Nauvoo (Illinois)

Hancock County

17-51791

Nauvoo is a town in Hancock County in the western part of the U.S. state of Illinois on the east bank of the Mississippi River, which forms the border to Iowa. In 2000, Nauvoo had 1,063 inhabitants.

Settlement history

The area is populated by various Native American tribes since 12,000 years. In the 18th century, the tribes of the Sauk and Fox were forced to leave their residential areas in what is now New York State and to resettle here, taking the country made ​​the Illinois Indians who lived here previously in dispute.

In the treaty with France of 1804, the United States occupied the entire country to the Mississippi owned and set up trading stations, as well as in today's Nauvoo. In the further course of history the area was disputed between Indians and white settlers over again. After 1832 all indigenous people were forcibly relocated from there to reservations west of the Mississippi (see Trail of Tears ).

In addition to many others, German settled in what is now Nauvoo, and even today you can read to some houses German -language inscriptions. One of them, at the Joseph Cooledge Home, comes from a certain Georg Kaufmann and reads: This house is mine, and not mine. Who for Me Commt it gets to be that way. I have been here. Who will lessen who has also been here.

City of Mormon

Beginning of 1839 bought the Mormons who fled from Missouri because of the persecution of their religious community, parts of the area and began to settle there. Your Prophet Joseph Smith, who was in Missouri in prison followed by later. The place was originally called commerce before Smith gave the name of the settlement of Nauvoo, what a Hebrew word for beautiful place is phonetically close.

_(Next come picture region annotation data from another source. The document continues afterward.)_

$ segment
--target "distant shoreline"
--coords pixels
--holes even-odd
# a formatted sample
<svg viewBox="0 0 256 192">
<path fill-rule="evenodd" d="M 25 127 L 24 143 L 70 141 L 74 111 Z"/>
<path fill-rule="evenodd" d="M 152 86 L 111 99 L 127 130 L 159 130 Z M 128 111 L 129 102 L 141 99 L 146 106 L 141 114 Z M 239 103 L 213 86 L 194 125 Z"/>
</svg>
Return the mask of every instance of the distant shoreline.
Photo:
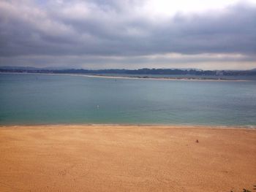
<svg viewBox="0 0 256 192">
<path fill-rule="evenodd" d="M 251 80 L 228 80 L 213 78 L 193 78 L 193 77 L 124 77 L 124 76 L 108 76 L 102 74 L 61 74 L 61 73 L 26 73 L 26 72 L 0 72 L 0 74 L 48 74 L 48 75 L 68 75 L 105 79 L 124 79 L 124 80 L 178 80 L 178 81 L 216 81 L 216 82 L 246 82 Z"/>
</svg>

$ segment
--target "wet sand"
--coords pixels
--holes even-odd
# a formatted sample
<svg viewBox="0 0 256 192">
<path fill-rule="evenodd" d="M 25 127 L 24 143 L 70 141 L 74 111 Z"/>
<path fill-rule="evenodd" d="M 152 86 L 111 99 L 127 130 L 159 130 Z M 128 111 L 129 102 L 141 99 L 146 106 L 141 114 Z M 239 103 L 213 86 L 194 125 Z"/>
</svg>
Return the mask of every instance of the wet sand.
<svg viewBox="0 0 256 192">
<path fill-rule="evenodd" d="M 1 126 L 0 170 L 0 191 L 254 191 L 256 130 Z"/>
</svg>

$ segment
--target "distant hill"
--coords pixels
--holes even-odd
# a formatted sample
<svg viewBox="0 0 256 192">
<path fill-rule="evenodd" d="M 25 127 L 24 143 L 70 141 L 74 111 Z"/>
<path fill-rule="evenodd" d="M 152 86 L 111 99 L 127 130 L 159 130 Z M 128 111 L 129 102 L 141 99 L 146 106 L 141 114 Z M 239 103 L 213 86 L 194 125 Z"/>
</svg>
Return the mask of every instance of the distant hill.
<svg viewBox="0 0 256 192">
<path fill-rule="evenodd" d="M 193 69 L 58 69 L 54 68 L 35 68 L 23 66 L 1 66 L 0 72 L 26 72 L 26 73 L 53 73 L 53 74 L 170 74 L 170 75 L 216 75 L 216 76 L 236 76 L 236 75 L 256 75 L 256 69 L 252 70 L 199 70 Z"/>
</svg>

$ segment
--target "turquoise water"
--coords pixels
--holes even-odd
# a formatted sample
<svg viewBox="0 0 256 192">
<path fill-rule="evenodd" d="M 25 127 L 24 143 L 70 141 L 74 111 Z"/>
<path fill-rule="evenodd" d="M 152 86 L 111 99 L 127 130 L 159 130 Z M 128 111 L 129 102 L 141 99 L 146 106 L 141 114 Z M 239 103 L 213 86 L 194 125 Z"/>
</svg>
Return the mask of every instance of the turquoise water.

The name comes from Isaiah 52:7.

Significant parts of the controversial Mormon doctrines such as the doctrine of Ungeschaffenheit the intelligence of the majority of the gods ( Plurality of Gods ), the eternal progress ( Eternal Progress), polygamy, the dead baptism, and the other temple rituals, won their final form only in Nauvoo.

But the prosecution also went here on, Joseph Smith was murdered in 1844 in the prison of the neighboring city of Carthage, and in 1845 decided the Mormons, under its new leader Brigham Young to move to the west and to leave the United States, which at that time ended at the Mississippi quite. ( see Mormon Trail and Salt Lake City).

The city was 1840-1845 Church headquarters. Here also the second temple of the church was built. The Nauvoo Illinois Temple was completed in 1848, after the withdrawal of members of the church, heavily damaged by an arsonist and later destroyed by a tornado and used the stones to build other buildings in Nauvoo. He was recently rebuilt and re-consecrated in June 2002.

The place as Icaria

Of the Mormons, a group of French settlers acquired by the early socialists Étienne Cabet the settlement, to found a communist ideal settlement. In about the first seven years of the experiment seemed to be succeeding. At this time the now called Icaria place had more than 500 inhabitants and had a kindergarten, an infirmary and a laundry, a pharmacy and others. A Sunday university, which was dedicated to cultural and scientific topics, allowing a cultural life in the colony. It failed after a few years of internal disputes and financial problems.

Nauvoo today

Even today, have the Church of Jesus Christ of Latter-day Saints and the Community of Christ some historical places and buildings in Nauvoo, not least the houses in which Joseph Smith and Brigham Young lived. Today's inhabitants, however, are mostly Catholics, although the Mormons share increased again since the beginning of Tempelneuaufbaus.

Important products of the place were recently wine and cheese. One of the most important employer for decades was the Nauvoo Blue Cheese Factory, which produced a nationally known blue cheese. In 2003, this factory was closed, however.